Armchair politicians not joining the aspiring revolutionaries for the University counter-inauguration last Thursday packed the International House’s Assembly Hall for a panel discussion featuring four prominent scholars of international affairs.
John Mearsheimer, political science professor, headlined a list that included Richard Shweder, professor in Human Development, Andrew Arato, professor in political and social theory at the New School for Social Research, and Moishe Postone, associate professor of history.
As President Bush touted America for its “great liberating tradition” during his inauguration address, Mearsheimer attempted to shine a different light on what he called the “shortcomings of the Bush doctrine.”
“The United States is about to suffer a catastrophic defeat in Iraq,” the West Point graduate said. “We invaded Iraq as liberators, but have become occupiers because of Iraqi nationalism. The occupied peoples turned to insurgency—turned to terrorism; because terrorism is the weapon of the weak.”

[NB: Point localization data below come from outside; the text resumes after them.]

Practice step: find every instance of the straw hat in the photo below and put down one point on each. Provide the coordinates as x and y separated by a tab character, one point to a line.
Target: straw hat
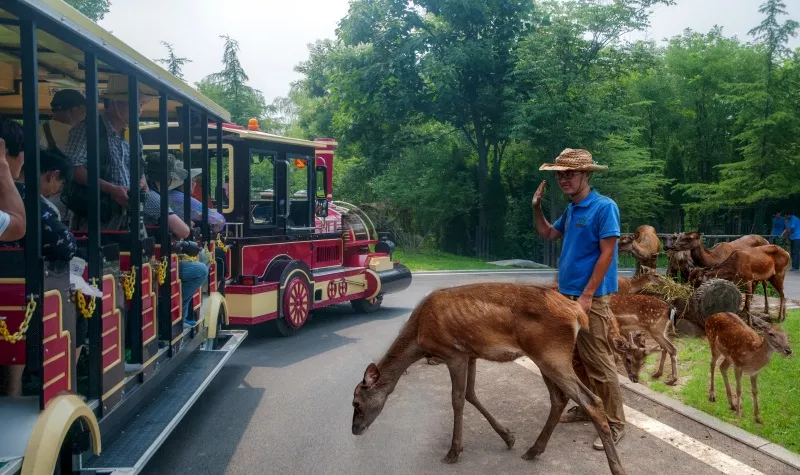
117	89
574	159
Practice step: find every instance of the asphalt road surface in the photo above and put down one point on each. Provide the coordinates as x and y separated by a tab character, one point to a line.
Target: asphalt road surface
283	406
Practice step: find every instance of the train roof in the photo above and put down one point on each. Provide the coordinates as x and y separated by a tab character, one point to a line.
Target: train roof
232	129
62	35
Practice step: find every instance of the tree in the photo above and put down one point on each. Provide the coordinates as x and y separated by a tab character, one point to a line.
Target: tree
229	87
173	62
93	9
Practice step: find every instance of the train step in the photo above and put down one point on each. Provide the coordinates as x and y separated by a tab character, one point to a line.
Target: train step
138	440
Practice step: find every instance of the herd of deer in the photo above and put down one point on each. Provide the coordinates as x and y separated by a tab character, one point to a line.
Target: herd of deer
503	321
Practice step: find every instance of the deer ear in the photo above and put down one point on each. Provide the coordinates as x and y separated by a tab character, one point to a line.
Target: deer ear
371	375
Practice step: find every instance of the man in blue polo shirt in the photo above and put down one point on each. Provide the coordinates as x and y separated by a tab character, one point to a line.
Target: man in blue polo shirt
587	272
792	233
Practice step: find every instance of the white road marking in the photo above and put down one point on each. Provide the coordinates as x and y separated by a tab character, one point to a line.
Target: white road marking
708	455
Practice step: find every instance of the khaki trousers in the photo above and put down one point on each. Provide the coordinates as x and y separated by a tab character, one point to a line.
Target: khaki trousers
593	360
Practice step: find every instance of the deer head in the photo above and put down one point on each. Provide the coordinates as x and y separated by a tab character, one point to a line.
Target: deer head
625	244
634	353
687	241
669	241
778	340
368	399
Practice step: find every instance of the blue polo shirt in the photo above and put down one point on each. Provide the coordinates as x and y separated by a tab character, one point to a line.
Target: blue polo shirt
794	225
584	225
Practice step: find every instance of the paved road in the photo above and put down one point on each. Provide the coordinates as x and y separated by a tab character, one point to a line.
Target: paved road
282	406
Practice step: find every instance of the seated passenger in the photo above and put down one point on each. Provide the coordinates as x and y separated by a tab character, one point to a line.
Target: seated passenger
12	209
58	244
193	274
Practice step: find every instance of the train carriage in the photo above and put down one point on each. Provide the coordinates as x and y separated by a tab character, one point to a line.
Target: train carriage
107	408
291	247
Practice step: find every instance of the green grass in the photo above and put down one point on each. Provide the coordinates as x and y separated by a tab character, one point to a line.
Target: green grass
778	388
437	260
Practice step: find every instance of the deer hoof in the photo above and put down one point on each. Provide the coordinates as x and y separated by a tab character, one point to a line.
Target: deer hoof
509	439
452	456
532	453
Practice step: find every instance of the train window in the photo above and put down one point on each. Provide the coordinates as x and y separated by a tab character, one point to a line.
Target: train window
262	188
299	172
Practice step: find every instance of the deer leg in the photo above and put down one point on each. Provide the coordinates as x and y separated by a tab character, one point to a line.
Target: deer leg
754	390
723	369
458	378
557	403
712	394
667	348
472	398
569	383
737	372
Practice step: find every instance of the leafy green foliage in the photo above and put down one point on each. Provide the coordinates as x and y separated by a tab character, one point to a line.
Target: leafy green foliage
93	9
229	87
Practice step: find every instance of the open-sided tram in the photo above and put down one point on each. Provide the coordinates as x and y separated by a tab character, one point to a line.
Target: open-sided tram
108	408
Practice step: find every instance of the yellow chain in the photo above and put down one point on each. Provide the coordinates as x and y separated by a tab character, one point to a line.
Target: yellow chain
23	328
161	270
221	244
127	283
86	310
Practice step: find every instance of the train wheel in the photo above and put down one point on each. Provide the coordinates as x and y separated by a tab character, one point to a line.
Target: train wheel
367	305
296	305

Mearsheimer, drawing many laughs from the audience with several poignant witticisms, outlined the role of American foreign policy since the Cold War to the rise of terrorism in the 1990s to the present struggle in Iraq, which he said has been fraught with mismanagement.
“Paul Wolfowitz argued in the aftermath of 9/11 that we should go after Iraq before we go after Afghanistan, because that was where the ‘low hanging fruit was,’ ” he said. “But me and my realist buddies said, ‘that’s not the way the world works ’ Now they’re talking about the election (set for January 30 in Iraq) doing this or that; that’s a bunch of poppycock.”
Mearsheimer, a noted realist and subscriber to the theory that individual nations seek to maximize their power relative to other nations, noted the irrationality of believing that the United States could successfully invade Iraq merely to topple the regime.
“[The Bush administration’s] theory of victory was that we had to bring civilization, or better, the American way of life, or better still, democracy to the Arab world because these people are just different than us,” he said. “Our basic goal in this was to effect regime change all over the Middle East We expected that (Iran, Syria, Lebanon) would just throw up their hands and join our bandwagon.”
Shweder was harsher in his assessment of Bush’s foreign policy, alluding to the illegality of the American invasion of Iraq.
“There is something wrong when our nation starts to look like the Empire and not like the Federation in a Star Wars movie,” he said. “George Bush should not be surprised by the resistance that his ‘moral missionaries’ face in Iraq.”
While Shweder cried foul in the Bush administration’s decision to go to war, Arato posed the question of how “intervention,” as it has been implemented in the past five years, has taken the form that it now has.
“The United States is an unbalanced hegemon,” he said. “It does not need allies and cannot be checked with military power. What they call intervention is actually a democratically-justified confiscation of lands.”
Arato appealed to the development of a “strong China and a strong Europe” to counterbalance the effect that America has in international relations.
Postone said that the response of the Bush administration to the World Trade Center attacks has formed and will continue to form a good deal of policy in international relations in the coming years. He noted the politicization of the Arab world in response to the American military presence in the region, and tried to describe the role of terrorism in international politics in less-than-mainstream terms.
“Osama Bin Laden’s vision of the world is global, not local,” Postone said. “9/11 was a direct reaction to American politics in the Middle East and to American politics with respect to Israel Terrorism is a political, not an irrational, act.”
The slight digression to the topic of terrorism hindered the speakers only for a moment before they returned to the topic of democracy and its perils at home and abroad.
“We cannot stay in Iraq and we cannot fix the problem,” Mearsheimer said. “Those boys and girls in Iraq are up to their eyeballs in alligators But if we leave, civil war will break out. The thought that the United States went into Iraq, decapitated the regime, and bloodbath resulted, is kind of a sickening thought.”